Face à cette situation, vous aviez en son temps, dénoncé une politique à courte vue qui plonge la multitude dans le désespoir.
En 2011, lorsque Abdoulaye Wade se permit de tripatouiller la Constitution, par son fameux «ticket» à la seule fin de baliser pour son fils, un raccourci lui permettant d’accéder au pouvoir sans coup férir, vous n’aviez pas manqué d’exprimer votre désapprobation en disant que la Constitution devait être respectée.

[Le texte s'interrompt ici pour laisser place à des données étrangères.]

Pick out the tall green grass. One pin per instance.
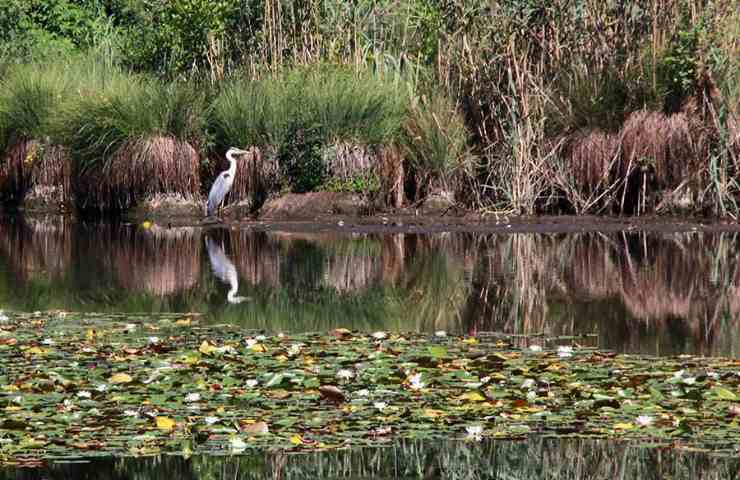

Autrement dit, qu’on ne doit pas y retoucher, sous peine de commettre un sacrilège. Mais celui qui, en maintes circonstances a prouvé qu’il a beaucoup de suite dans le sacrilège, ne vous écouta pas. Mal lui en prit : le 23 juin 2011, il sera obligé de retirer son «ticket» pour sauver son fauteuil.
Mais c’est archi connu que Me Wade est l’homme qui ne se repose jamais ; toujours en train d’agiter ou de dérouter ses compatriotes. Au lieu de tirer les leçons du dés- aveu populaire du 23 juin 2011, sans précédent de l’histoire du Sénégal, et qui l’avait complétement réduit à quia, il reprit la parole le 14 juillet 2011 en annonçant sa candidature à l’élection présidentielle de 2012 par cette ahurissante déclaration : «Ma wakhone wakheet.» J’avais dit (que je ne pouvais pas briguer la présidentielle de 2012), je me dédis. C’était très mal parti pour l’élection présidentielle.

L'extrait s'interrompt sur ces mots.